The researchers gathered the names of hundreds of thousands of public Facebook and Twitter accounts over 18 months and, using criteria defining junk news, winnowed them to a list of "obvious" sites, Howard said. "These are the sites that anybody in their right mind would qualify as extremist, sensationalist, conspiratorial."
"They use swear words in the headlines –– or all capital letters. It's stuff you might call commentary masking as news, if you were being generous."
Among those on the study's list are Breitbart News and InfoWars, two popular far-right sites that have been especially sympathetic to Trump and his administration.
McClatchy reported in March that federal investigators were examining whether those or other ultra-right sites collaborated in any way with Russia's cyber operation aimed at disrupting the 2016 U.S. presidential election and ultimately, according to top U.S. intelligence agencies, sought to defeat Hillary Clinton and elect Trump.
Under pressure from investigators for the House and Senate intelligence committees, Facebook and Twitter since have conducted internal investigations and found that Russian operatives created tens of thousands of automated election-related accounts on Twitter and hundreds of fake accounts on Facebook.

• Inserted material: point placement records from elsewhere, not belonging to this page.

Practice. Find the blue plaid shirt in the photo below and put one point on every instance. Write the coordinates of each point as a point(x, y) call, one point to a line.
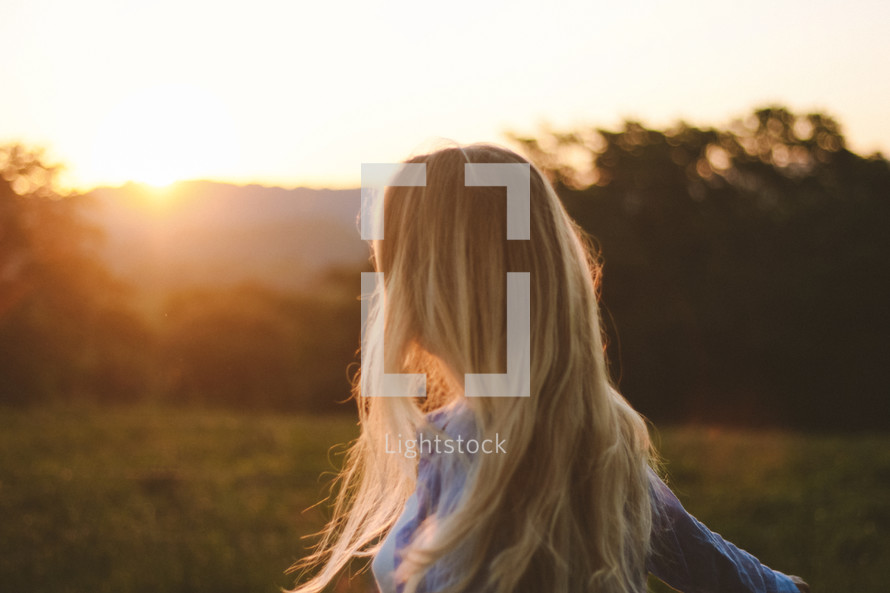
point(685, 554)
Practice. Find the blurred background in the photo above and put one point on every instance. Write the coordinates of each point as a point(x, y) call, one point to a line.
point(180, 261)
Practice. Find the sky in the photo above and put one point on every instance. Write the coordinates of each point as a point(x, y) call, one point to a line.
point(301, 93)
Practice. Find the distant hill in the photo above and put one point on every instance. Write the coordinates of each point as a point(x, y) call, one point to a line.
point(216, 234)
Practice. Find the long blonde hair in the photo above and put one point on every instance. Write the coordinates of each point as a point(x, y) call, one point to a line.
point(567, 508)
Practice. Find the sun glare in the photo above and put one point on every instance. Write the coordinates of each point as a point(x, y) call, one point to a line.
point(164, 134)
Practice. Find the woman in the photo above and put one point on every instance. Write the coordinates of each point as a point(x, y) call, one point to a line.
point(564, 498)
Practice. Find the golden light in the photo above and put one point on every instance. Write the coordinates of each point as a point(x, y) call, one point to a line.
point(164, 134)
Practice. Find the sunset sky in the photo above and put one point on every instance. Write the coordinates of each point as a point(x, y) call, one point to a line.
point(300, 93)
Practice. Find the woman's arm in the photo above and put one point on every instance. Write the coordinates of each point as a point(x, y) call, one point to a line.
point(691, 558)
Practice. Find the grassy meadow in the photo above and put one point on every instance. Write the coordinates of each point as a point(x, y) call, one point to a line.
point(142, 498)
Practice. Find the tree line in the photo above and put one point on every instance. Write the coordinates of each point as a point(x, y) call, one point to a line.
point(744, 268)
point(744, 281)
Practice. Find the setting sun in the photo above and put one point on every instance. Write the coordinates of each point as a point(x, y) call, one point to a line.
point(161, 135)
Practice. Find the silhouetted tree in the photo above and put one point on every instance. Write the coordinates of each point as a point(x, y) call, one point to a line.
point(65, 329)
point(744, 267)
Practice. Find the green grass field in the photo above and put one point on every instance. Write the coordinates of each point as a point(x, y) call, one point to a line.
point(146, 499)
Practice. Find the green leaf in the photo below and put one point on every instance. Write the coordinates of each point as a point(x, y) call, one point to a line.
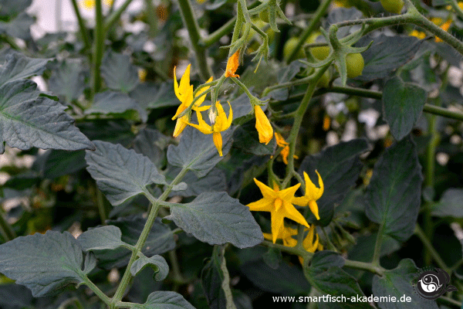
point(116, 104)
point(449, 204)
point(152, 96)
point(157, 263)
point(394, 194)
point(326, 275)
point(118, 73)
point(285, 280)
point(121, 173)
point(101, 238)
point(214, 181)
point(339, 166)
point(165, 300)
point(249, 140)
point(18, 27)
point(19, 67)
point(215, 280)
point(397, 283)
point(27, 120)
point(196, 151)
point(386, 54)
point(151, 143)
point(216, 218)
point(403, 104)
point(45, 263)
point(160, 240)
point(68, 80)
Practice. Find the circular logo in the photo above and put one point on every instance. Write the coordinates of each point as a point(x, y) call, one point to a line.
point(431, 284)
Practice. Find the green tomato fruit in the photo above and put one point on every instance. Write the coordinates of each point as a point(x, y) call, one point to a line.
point(324, 81)
point(393, 6)
point(264, 16)
point(320, 53)
point(290, 45)
point(355, 64)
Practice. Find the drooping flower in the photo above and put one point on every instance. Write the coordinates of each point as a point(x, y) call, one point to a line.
point(312, 194)
point(221, 124)
point(279, 204)
point(285, 151)
point(232, 65)
point(263, 126)
point(184, 93)
point(286, 234)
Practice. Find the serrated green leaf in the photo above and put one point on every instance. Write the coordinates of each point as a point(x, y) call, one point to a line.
point(101, 238)
point(196, 151)
point(393, 195)
point(449, 204)
point(44, 263)
point(339, 167)
point(160, 240)
point(165, 300)
point(116, 104)
point(118, 73)
point(121, 173)
point(18, 67)
point(28, 120)
point(402, 104)
point(216, 218)
point(386, 54)
point(249, 140)
point(68, 80)
point(397, 283)
point(152, 96)
point(157, 263)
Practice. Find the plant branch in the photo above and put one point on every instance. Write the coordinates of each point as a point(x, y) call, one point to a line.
point(193, 29)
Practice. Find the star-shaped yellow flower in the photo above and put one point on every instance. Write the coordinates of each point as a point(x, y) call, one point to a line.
point(232, 65)
point(263, 126)
point(221, 124)
point(312, 194)
point(184, 93)
point(286, 234)
point(285, 151)
point(278, 203)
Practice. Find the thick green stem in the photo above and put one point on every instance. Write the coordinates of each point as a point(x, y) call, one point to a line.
point(82, 27)
point(98, 48)
point(429, 247)
point(193, 29)
point(116, 15)
point(310, 28)
point(127, 277)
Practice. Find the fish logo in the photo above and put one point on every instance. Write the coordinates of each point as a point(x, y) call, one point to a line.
point(431, 284)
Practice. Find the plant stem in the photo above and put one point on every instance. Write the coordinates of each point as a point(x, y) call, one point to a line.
point(193, 29)
point(114, 17)
point(98, 46)
point(127, 277)
point(321, 10)
point(6, 229)
point(298, 121)
point(429, 247)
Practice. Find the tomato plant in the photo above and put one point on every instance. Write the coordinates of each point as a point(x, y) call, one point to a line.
point(232, 154)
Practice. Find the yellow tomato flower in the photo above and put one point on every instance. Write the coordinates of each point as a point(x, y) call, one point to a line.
point(286, 234)
point(184, 93)
point(263, 126)
point(279, 204)
point(312, 194)
point(285, 151)
point(232, 65)
point(221, 124)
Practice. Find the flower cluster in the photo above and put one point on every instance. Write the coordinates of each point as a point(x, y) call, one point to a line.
point(280, 204)
point(191, 100)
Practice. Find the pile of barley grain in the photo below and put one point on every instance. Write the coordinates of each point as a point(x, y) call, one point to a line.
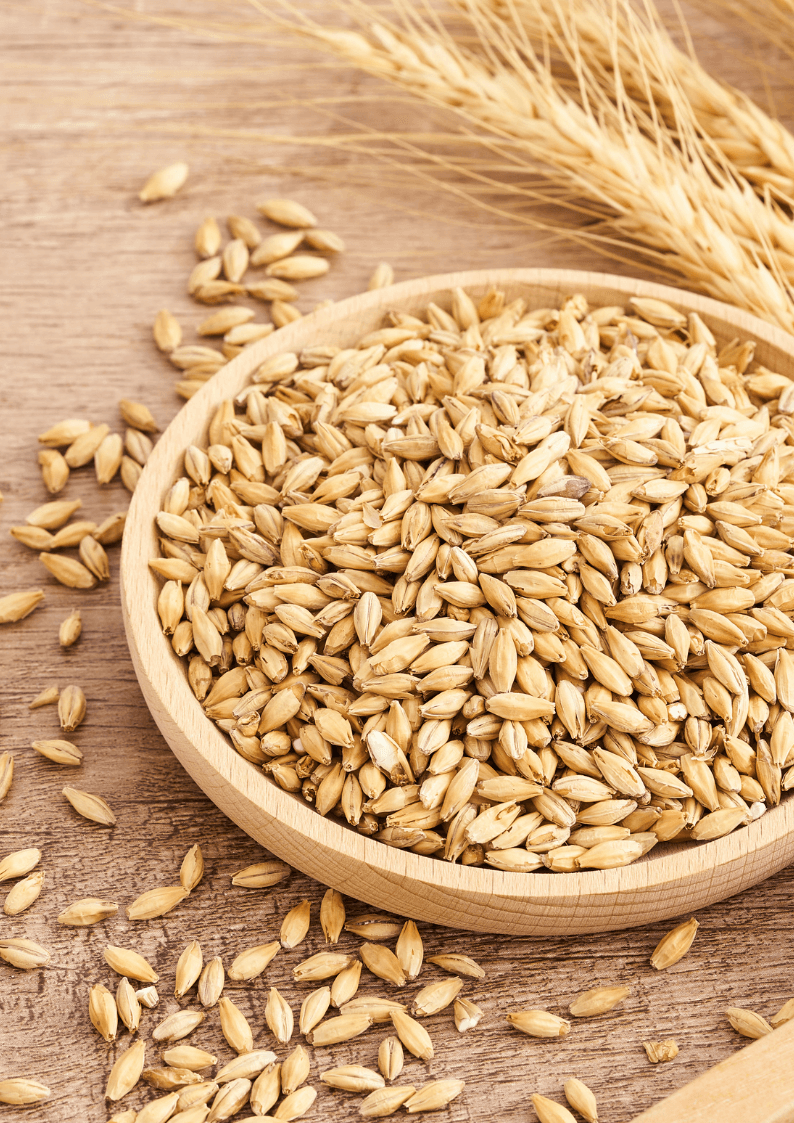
point(503, 585)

There has been no indication that either Breitbart or InfoWars has been implicated in investigations by special counsel Robert Mueller and the intelligence committees, which also are investigating whether Trump's campaign colluded with Russian operatives.

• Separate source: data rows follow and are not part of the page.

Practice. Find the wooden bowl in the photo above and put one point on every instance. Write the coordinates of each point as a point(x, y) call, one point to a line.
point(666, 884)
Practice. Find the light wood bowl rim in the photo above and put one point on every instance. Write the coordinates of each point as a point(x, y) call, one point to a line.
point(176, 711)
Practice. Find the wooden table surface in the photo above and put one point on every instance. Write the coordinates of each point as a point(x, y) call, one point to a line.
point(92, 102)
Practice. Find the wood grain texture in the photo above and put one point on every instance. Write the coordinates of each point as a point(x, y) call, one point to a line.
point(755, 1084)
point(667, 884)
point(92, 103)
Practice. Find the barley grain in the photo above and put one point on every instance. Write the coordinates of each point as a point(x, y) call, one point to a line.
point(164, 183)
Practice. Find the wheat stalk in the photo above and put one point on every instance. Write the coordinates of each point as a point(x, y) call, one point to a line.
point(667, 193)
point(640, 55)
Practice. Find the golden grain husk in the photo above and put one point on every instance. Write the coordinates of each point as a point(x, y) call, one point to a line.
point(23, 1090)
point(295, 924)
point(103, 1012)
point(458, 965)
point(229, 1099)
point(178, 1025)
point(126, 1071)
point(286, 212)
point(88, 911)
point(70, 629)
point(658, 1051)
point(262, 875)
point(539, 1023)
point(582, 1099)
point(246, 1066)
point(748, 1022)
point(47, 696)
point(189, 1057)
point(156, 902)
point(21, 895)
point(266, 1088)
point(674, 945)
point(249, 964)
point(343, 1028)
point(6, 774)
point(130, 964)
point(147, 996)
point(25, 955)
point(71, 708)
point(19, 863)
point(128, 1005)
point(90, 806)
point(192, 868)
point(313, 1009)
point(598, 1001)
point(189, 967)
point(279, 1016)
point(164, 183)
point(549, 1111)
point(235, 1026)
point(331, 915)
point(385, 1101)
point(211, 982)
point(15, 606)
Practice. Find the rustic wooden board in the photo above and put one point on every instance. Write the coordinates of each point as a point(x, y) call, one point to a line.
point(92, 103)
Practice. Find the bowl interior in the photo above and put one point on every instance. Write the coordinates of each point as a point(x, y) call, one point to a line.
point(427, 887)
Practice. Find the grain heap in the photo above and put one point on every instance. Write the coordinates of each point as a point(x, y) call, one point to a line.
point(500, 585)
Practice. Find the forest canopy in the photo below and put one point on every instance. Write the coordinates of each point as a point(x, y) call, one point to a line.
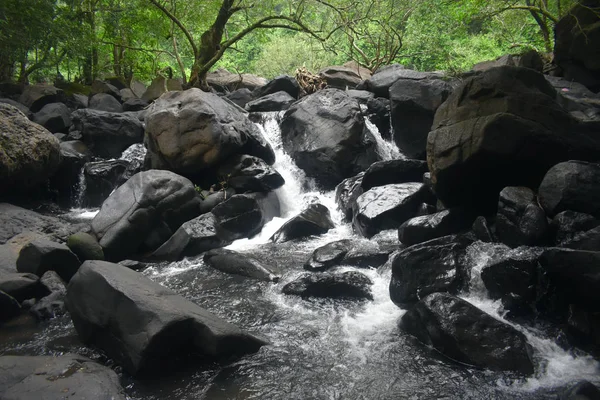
point(82, 40)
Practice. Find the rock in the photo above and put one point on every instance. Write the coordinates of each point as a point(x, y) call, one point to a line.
point(250, 174)
point(56, 117)
point(490, 133)
point(85, 246)
point(9, 307)
point(101, 179)
point(356, 253)
point(576, 44)
point(571, 185)
point(140, 335)
point(383, 173)
point(107, 134)
point(52, 305)
point(583, 390)
point(462, 332)
point(56, 378)
point(427, 227)
point(135, 104)
point(325, 135)
point(430, 267)
point(277, 101)
point(35, 97)
point(387, 207)
point(314, 220)
point(340, 77)
point(413, 106)
point(351, 285)
point(281, 83)
point(347, 192)
point(29, 154)
point(225, 81)
point(188, 132)
point(105, 102)
point(520, 221)
point(232, 262)
point(42, 255)
point(144, 212)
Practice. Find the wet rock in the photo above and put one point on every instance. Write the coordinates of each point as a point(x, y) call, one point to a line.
point(387, 172)
point(107, 134)
point(491, 133)
point(29, 154)
point(462, 332)
point(144, 212)
point(520, 221)
point(350, 284)
point(250, 174)
point(220, 131)
point(314, 220)
point(42, 255)
point(57, 378)
point(325, 135)
point(232, 262)
point(356, 253)
point(56, 117)
point(105, 102)
point(277, 101)
point(387, 207)
point(434, 266)
point(140, 335)
point(572, 185)
point(413, 106)
point(85, 246)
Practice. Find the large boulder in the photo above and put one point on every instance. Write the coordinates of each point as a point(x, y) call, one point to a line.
point(107, 134)
point(141, 324)
point(387, 207)
point(188, 132)
point(572, 185)
point(500, 128)
point(325, 135)
point(462, 332)
point(29, 154)
point(577, 40)
point(144, 212)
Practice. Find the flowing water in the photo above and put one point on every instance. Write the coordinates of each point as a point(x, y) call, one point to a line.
point(323, 349)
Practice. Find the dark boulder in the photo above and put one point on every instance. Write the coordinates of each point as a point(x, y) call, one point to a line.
point(314, 220)
point(387, 207)
point(492, 132)
point(387, 172)
point(42, 255)
point(232, 262)
point(572, 185)
point(144, 212)
point(430, 267)
point(249, 174)
point(413, 106)
point(139, 332)
point(462, 332)
point(188, 132)
point(277, 101)
point(520, 221)
point(351, 284)
point(427, 227)
point(57, 378)
point(56, 117)
point(325, 135)
point(107, 134)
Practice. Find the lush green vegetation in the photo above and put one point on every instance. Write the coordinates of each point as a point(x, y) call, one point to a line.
point(80, 40)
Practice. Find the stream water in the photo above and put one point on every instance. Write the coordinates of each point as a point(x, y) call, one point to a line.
point(323, 349)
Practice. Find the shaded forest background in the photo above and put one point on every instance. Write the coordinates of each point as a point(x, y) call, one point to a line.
point(81, 40)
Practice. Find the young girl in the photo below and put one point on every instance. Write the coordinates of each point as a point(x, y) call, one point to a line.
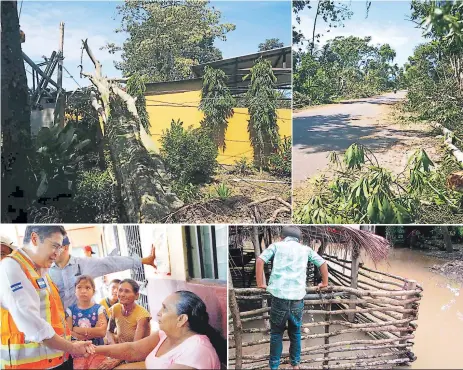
point(86, 319)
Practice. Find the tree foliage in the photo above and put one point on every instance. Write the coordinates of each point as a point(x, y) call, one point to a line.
point(261, 101)
point(270, 44)
point(189, 154)
point(17, 178)
point(167, 37)
point(434, 73)
point(364, 192)
point(345, 67)
point(217, 104)
point(136, 88)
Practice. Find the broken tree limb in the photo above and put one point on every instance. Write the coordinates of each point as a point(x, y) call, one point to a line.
point(144, 185)
point(95, 61)
point(448, 139)
point(278, 199)
point(347, 290)
point(276, 213)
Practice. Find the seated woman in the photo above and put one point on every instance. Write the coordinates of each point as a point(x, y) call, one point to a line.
point(185, 339)
point(127, 318)
point(86, 319)
point(108, 302)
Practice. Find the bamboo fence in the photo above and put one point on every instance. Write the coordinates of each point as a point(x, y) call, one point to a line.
point(380, 306)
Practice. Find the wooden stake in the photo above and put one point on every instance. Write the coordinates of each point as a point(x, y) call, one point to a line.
point(59, 81)
point(354, 279)
point(409, 285)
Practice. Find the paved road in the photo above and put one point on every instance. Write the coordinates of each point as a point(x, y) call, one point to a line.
point(320, 130)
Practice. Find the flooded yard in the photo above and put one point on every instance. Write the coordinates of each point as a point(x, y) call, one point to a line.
point(439, 337)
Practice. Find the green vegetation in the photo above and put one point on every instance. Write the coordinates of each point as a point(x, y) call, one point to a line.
point(364, 192)
point(189, 154)
point(167, 37)
point(217, 104)
point(361, 190)
point(434, 74)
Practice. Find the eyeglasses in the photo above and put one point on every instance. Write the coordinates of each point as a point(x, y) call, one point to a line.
point(57, 248)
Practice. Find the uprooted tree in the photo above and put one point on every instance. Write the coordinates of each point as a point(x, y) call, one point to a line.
point(145, 190)
point(16, 137)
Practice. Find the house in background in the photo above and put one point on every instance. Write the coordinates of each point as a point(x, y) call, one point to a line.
point(193, 258)
point(173, 100)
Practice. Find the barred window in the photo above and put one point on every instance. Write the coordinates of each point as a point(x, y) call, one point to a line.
point(207, 252)
point(132, 235)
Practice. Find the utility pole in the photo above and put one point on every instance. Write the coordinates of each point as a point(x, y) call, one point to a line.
point(60, 75)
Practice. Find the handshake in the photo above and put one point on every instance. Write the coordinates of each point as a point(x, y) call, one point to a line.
point(82, 349)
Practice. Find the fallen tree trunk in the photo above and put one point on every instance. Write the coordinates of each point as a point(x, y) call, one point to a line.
point(145, 191)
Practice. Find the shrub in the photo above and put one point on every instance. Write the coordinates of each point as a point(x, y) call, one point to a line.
point(186, 192)
point(95, 197)
point(190, 156)
point(279, 163)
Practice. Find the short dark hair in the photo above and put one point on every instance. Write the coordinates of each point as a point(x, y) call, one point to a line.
point(133, 283)
point(43, 231)
point(292, 231)
point(194, 307)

In addition, the researchers' list of "junk" sites includes the conservative-leaning National Review; Hannity.com, the site of Fox News talk show host Sean Hannity, who has steadfastly backed Trump and calls Mueller's investigation "a house of cards that's now crashing down," and the New York Daily News.
Among a sample of Twitter users with strong connections to one of 10 groups along the political spectrum, the researchers found that 96 percent of Trump backers widely shared "junk" news and did so more than all other groups combined; the groups included military and gun rights supporters, liberals and other Democrats. Among 13 similar categories of Facebook users, 91 percent of "hard conservatives" circulated junk news, also more than all other categories combined.
On the positive side, the researchers found that most Americans, including members of both the Democratic and Republican parties, were not targeted with junk news and tended not to share it.
The White House did not respond to a request for comment on the study.